Akan halnya para akhawat yang dengan takdir-Nya menjadi prajurit dakwah, marilah sama-sama kita renungkan hal ini! Kita telah melakukan sebuah transaksi besar dengan Allah, Pemilik dakwah ini. Transaksi itu melibatkan seluruh diri kita, harta, waktu, jiwa, potensi, bahkan darah dan daging, tulang belulang kita, semuanya telah kita ‘jual’ kepada Allah. Maka sejak saat kita melakukan transaksi itu dengan memberikan janji setia kita kepada-Nya, saat itu pula sesungguhnya kita telah menjadi ‘milik Allah’ dengan semua makna yang tercakup dalam kata itu.

Ada makna yang sangat dalam dari transaksi yang kita lakukan dengan ikhlas itu. Kita jual diri kita seutuhnya untuk Allah, dan Dia berikan harga mahal untuk semua itu. Allah Yang Maha Kaya memberikan harga untuk diri yang kita jual kepada-Nya itu -tidak tanggung-tanggung, dengan syurga-Nya!

“Sesungguhnya Allah telah membeli dari orang-orang mukmin, diri dan harta mereka dengan memberikan syurga untuk mereka. Mereka berperang pada jalan Allah, lalu mereka membunuh atau terbunuh. Itu telah menjadi janji yang benar dari Allah didalam Taurat, Injil dan Al-Qur’an. Dan siapakah yang lebih menepati janjinya selain Allah? Maka bergembiralah dengan jual beli yang telah kamu lakukan itu, dan itulah kemenangan yang besar!. At-Taubah:111.
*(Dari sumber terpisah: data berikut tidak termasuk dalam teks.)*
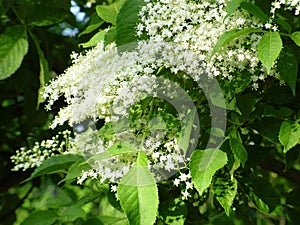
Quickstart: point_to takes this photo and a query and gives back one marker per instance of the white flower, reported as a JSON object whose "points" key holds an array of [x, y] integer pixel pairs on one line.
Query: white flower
{"points": [[176, 182]]}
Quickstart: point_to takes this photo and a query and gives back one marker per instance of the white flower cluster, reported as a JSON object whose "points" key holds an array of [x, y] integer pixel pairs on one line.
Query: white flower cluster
{"points": [[104, 84], [29, 158], [197, 25], [292, 5]]}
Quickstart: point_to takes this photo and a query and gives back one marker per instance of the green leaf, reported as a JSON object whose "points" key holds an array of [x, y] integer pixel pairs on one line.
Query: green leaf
{"points": [[127, 21], [204, 164], [293, 197], [118, 148], [109, 220], [284, 23], [238, 150], [173, 211], [138, 193], [75, 170], [262, 193], [61, 199], [13, 48], [94, 40], [55, 164], [232, 6], [72, 213], [47, 14], [229, 36], [109, 13], [296, 37], [268, 49], [45, 217], [225, 191], [44, 69], [110, 36], [94, 24], [187, 129], [288, 68], [289, 134], [255, 11]]}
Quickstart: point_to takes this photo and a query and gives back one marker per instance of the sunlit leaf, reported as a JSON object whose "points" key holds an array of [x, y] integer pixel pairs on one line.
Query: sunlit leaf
{"points": [[13, 48]]}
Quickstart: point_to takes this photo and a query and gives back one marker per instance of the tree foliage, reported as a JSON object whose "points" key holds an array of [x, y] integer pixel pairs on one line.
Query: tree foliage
{"points": [[251, 176]]}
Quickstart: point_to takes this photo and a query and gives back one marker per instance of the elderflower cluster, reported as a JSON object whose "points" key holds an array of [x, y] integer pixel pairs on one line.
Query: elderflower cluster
{"points": [[292, 5], [197, 25], [29, 158], [105, 84]]}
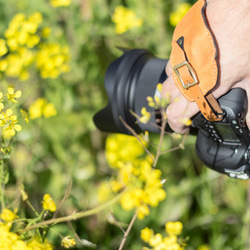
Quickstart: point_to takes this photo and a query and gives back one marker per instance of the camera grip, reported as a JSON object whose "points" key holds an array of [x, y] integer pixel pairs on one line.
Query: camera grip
{"points": [[224, 146]]}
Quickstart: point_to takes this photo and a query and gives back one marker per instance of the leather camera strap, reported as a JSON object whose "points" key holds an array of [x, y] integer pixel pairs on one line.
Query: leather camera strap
{"points": [[194, 61]]}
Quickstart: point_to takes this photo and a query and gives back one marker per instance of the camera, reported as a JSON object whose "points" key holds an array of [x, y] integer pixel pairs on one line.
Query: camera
{"points": [[223, 146]]}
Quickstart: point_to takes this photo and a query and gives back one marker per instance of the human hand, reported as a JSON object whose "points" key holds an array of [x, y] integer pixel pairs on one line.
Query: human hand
{"points": [[229, 23]]}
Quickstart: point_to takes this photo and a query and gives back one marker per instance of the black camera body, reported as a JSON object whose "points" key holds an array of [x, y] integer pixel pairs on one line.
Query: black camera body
{"points": [[223, 146]]}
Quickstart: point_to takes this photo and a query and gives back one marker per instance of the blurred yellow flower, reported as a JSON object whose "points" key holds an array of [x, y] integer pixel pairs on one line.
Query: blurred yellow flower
{"points": [[67, 242], [48, 203], [12, 95], [179, 13], [174, 228], [125, 19], [7, 215], [157, 241], [52, 60], [186, 121], [145, 116], [142, 185], [3, 48], [60, 3], [41, 108], [123, 148], [146, 234]]}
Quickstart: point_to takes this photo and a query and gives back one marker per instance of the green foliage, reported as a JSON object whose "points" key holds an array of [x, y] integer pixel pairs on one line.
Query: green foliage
{"points": [[66, 151]]}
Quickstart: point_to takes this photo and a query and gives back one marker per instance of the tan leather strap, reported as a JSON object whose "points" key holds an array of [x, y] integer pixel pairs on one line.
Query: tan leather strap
{"points": [[193, 59]]}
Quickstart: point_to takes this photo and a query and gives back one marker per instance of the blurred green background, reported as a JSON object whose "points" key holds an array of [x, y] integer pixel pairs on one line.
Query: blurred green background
{"points": [[51, 153]]}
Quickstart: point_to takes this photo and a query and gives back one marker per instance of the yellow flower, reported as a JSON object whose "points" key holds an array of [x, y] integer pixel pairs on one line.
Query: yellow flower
{"points": [[25, 115], [204, 247], [52, 60], [36, 108], [123, 148], [11, 128], [3, 65], [125, 19], [41, 108], [3, 48], [49, 110], [35, 243], [179, 13], [48, 203], [145, 116], [143, 187], [174, 228], [142, 211], [146, 234], [6, 117], [68, 243], [12, 95], [7, 215], [60, 3], [186, 121]]}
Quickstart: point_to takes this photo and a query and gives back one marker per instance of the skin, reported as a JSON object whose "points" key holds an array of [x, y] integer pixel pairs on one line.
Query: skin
{"points": [[229, 23]]}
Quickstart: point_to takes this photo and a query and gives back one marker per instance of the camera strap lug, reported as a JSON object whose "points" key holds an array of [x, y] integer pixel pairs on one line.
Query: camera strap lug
{"points": [[194, 53]]}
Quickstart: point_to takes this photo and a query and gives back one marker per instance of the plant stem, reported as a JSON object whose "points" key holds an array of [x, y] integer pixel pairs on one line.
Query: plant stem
{"points": [[163, 127], [74, 216], [127, 231]]}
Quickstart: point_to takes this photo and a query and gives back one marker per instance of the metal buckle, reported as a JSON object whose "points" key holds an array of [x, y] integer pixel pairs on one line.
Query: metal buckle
{"points": [[192, 73]]}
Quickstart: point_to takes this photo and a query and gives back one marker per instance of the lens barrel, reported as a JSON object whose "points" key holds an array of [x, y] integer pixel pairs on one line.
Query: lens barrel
{"points": [[129, 80]]}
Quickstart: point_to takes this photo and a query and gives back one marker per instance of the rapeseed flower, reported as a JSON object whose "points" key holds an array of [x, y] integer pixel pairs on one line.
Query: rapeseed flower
{"points": [[7, 215], [123, 148], [48, 203], [41, 108], [179, 13], [60, 3], [145, 116], [173, 228], [3, 48], [12, 95], [52, 60], [143, 187], [67, 242], [158, 241], [125, 19]]}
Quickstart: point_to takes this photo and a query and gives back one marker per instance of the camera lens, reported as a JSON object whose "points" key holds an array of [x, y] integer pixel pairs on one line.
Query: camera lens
{"points": [[129, 80]]}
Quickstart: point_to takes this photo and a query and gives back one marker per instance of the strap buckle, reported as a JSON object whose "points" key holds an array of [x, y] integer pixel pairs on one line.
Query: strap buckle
{"points": [[191, 71]]}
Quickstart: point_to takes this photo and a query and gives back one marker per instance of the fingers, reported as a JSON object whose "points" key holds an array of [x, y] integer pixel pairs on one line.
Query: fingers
{"points": [[180, 110]]}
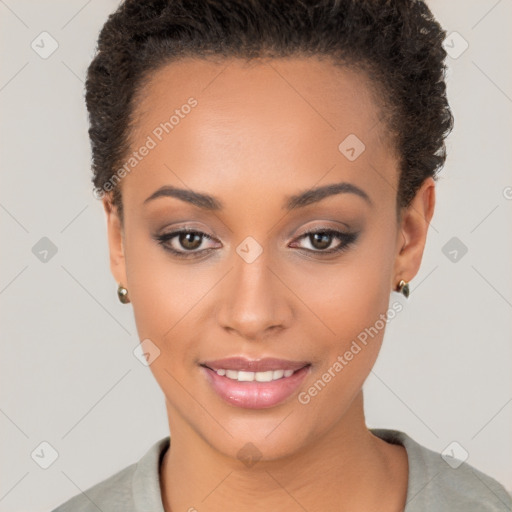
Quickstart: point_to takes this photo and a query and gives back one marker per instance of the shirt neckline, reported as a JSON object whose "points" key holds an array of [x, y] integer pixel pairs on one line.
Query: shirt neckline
{"points": [[146, 491]]}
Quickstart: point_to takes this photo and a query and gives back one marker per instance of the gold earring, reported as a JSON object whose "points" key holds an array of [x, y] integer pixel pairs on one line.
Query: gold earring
{"points": [[403, 287], [122, 294]]}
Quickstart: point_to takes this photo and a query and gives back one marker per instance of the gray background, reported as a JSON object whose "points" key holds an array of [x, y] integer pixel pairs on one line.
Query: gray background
{"points": [[69, 376]]}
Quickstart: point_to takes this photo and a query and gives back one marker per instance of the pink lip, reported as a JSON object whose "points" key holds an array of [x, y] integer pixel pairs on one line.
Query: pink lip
{"points": [[254, 365], [255, 395]]}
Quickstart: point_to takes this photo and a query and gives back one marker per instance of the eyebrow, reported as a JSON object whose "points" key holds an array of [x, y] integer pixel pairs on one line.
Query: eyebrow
{"points": [[300, 200]]}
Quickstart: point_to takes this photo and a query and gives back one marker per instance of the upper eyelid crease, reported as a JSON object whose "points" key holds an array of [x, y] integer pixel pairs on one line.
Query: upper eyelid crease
{"points": [[210, 203]]}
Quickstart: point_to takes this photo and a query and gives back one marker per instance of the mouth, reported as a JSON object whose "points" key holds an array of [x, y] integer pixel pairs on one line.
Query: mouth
{"points": [[255, 384]]}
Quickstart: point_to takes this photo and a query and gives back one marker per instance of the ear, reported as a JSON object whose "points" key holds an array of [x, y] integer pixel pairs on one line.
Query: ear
{"points": [[412, 232], [115, 241]]}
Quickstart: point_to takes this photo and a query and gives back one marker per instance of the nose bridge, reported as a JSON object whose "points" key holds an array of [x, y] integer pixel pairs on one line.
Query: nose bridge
{"points": [[254, 301]]}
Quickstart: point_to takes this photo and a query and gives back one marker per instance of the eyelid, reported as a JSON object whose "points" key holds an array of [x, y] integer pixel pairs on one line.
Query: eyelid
{"points": [[345, 237]]}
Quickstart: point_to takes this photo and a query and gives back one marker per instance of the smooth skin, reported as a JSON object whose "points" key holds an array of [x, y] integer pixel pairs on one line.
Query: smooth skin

Maka saudariku, semua yang kita lakukan, kita perjuangkan dalam dakwah ini ada harganya. Semua kelelahan, ketakutan, keresahan, kesempitan, pengorbanan yang kita berikan di jalan dakwah ini, semuanya ada harganya. Ada janji Allah berupa syurga yang menunggu, jika kita menepati janji setia kita kepada-Nya. Allah tidak akan mengkhianati janjinya, siapakah yang lebih menepati janji selain Allah? Karena itu, siapkan diri kita untuk punya kemampuan menanggung semua konsekwensi, menghadapi semua tantangan dan rintangan, menjalankan semua kewajiban…sampai Allah memberi kemenangan kepada dakwah ini, atau kita syahid di jalan-Nya!

Wahai akhawat! Kewajiban kita lebih banyak dari waktu yang ada. Kewajiban sebagai anak, istri, ibu, tetangga, anggota masyarakat dan prajurit dakwah, semua menuntut penunaian secara ihsan. Saya mengerti dan merasakan, betapa tidak mudahnya kita mengelola dan melaksanakan berbagai kewajiban itu. Kadang kita ‘tertatih-tatih’ menjalankan semua kewajiban itu. Tetapi, kita tidak ingin mengeluh atas semua itu. Kita juga tidak menuntut pengertian dari orang lain agar memahami tugas kita. Justru di sinilah kita letak keindahannya, kita mendapat kesempatan untuk memberi bukti kepada Allah, bahwa kita siap dengan semua beban-beban itu! Karena kita tahu dan yakin, ada surga yang menunggu! Jadi saudariku, buktikan bahwa kita layak melakukan transaksi dengan Allah!

Sebagai penutup, ingatlah bahwa Allah tidak melihat apa dan bagaimana kedudukan kita, tetapi Dia melihat amal dan kontribusi kita. Karena itu, apapun potensi dan kemampuan kita, beramallah dengannya. Sedangkan yang terbaik dan mulia di sisi-Nya adalah yang paling bertakwa. “Sesungguhnya orang yang paling mulia diantara kamu adalah yang paling bertakwa diantaramu.” Al-Hujurat:13. Wallahu’alam bish-shawab.